0

I am trying to retrieve the last img scr of a web page doing webscraping with BeautifulSoup. So far I am trying to use a selector but it if impossible for me to find anything after the ::before selector.

The basic code is:

import requests
from bs4 import BeautifulSoup

s = requests.session()
r = s.get("https://www.immobiliare.it/vendita-case/milano/forlanini/?criterio=dataModifica&ordine=desc")

soup = BeautifulSoup(r.content, "lxml")

for property in soup.find_all("li", {"class": "nd-list__item in-realEstateResults__item"}):

The HTML code of the page has the following structure:

Each li class="nd-list__item in-realEstateResults__item" is a property I want to extract the img src from.

Each li class="nd-list__item in-realEstateResults__item" is a property I want to extract the img src from

Bear in mind that the first image has an easier html code, I cannot get the src from the rest of them

8
  • The html code is not valid. The class attribute does not close in line 6 nor does it in all subsequent div. Even the div elements do not close correctly. Commented Jan 5, 2023 at 12:23
  • If you know it's the last image, why not use soup.find_all('img')[-1]['src']? Commented Jan 5, 2023 at 12:26
  • It is a example code, the html code is much more larger in complex, however this part have this exactly structure. The soup.find_all('img') does not find that image. Commented Jan 5, 2023 at 12:34
  • you lost closing quotes in class nd-slideshow__item Commented Jan 5, 2023 at 12:42
  • 1
    The img <> does not appear in the soup, this is why I think i need to select more thing. Commented Jan 5, 2023 at 14:39

3 Answers 3

3

EDIT

I have to correct my initial statement:

The use of the rather sluggish selenium is not absolutely necessary and it is also possible to implement it using requests and beautifulsoup.

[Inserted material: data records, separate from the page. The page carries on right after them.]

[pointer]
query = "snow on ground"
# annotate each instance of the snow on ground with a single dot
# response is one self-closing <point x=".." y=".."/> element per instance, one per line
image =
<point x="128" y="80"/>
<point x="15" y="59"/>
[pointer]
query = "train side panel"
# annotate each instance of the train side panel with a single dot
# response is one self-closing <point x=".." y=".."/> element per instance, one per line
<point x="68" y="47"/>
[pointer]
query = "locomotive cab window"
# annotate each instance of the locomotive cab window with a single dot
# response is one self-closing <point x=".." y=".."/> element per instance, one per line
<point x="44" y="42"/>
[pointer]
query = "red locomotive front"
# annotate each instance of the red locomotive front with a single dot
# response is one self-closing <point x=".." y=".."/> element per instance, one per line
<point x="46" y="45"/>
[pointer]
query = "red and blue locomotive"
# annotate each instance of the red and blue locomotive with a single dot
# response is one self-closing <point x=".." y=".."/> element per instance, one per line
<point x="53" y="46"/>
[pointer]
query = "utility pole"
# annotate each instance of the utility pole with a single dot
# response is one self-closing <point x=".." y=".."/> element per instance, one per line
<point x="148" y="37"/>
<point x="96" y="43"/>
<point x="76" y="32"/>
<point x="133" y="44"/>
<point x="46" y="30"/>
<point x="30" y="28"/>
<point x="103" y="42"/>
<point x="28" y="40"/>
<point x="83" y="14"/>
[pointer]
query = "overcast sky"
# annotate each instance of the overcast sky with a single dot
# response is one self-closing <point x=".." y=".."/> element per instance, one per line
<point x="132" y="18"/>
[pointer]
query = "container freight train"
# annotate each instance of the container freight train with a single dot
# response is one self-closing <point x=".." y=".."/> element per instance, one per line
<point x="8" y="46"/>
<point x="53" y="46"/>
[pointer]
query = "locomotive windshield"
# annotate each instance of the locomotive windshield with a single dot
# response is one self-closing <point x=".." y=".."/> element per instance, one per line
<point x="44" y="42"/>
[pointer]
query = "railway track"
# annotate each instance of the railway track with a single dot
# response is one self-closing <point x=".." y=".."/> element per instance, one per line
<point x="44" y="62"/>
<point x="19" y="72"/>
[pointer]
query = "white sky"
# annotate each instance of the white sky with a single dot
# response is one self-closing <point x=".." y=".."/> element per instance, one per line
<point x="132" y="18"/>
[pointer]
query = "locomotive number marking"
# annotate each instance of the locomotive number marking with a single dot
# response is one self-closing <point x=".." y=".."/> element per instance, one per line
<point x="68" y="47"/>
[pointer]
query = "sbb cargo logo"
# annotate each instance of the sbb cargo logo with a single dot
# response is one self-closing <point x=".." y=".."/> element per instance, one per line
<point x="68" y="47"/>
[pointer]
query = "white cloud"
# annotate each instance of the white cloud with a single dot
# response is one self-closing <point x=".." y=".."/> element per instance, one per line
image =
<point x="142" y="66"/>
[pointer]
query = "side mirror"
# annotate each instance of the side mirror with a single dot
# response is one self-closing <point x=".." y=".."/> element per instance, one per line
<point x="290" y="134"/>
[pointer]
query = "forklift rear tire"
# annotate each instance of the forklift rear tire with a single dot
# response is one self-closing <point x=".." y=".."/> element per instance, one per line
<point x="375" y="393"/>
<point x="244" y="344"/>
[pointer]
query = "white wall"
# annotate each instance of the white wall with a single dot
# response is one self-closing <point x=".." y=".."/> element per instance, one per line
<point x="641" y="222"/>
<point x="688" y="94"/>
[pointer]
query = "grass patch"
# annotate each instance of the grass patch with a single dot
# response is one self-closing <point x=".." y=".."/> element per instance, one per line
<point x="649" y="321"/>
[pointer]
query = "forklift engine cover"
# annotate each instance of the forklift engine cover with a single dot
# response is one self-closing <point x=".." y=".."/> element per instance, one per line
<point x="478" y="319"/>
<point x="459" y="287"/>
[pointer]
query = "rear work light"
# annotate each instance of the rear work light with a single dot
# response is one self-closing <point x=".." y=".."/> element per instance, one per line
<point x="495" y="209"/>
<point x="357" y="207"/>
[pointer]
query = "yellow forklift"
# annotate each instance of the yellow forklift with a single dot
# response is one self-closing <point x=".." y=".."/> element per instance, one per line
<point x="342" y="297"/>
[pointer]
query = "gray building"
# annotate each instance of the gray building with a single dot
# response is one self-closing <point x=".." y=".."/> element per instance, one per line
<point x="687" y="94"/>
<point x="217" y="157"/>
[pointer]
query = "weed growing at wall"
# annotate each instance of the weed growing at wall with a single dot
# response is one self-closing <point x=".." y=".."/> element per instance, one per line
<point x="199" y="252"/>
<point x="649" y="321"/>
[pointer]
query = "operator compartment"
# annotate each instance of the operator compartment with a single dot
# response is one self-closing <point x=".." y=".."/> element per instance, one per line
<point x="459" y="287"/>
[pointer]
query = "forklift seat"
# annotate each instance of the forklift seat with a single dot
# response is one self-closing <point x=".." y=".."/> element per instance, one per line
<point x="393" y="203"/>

On closer inspection, it turned out that all the information can be found in a <script>. Its content can be extracted and used as JSON, and the urls of the maps have to be assembled based on the location information.

Example

import requests, json, time
from bs4 import BeautifulSoup

data = []

url = f'https://www.immobiliare.it/vendita-case/milano/forlanini/?criterio=dataModifica&ordine=desc'

while True:

    jsonData = json.loads(
        BeautifulSoup(
            requests.get(url).text
        ).select_one('#__NEXT_DATA__').text
    )['props']['pageProps']['dehydratedState']['queries'][0]['state']['data']['pages'][0]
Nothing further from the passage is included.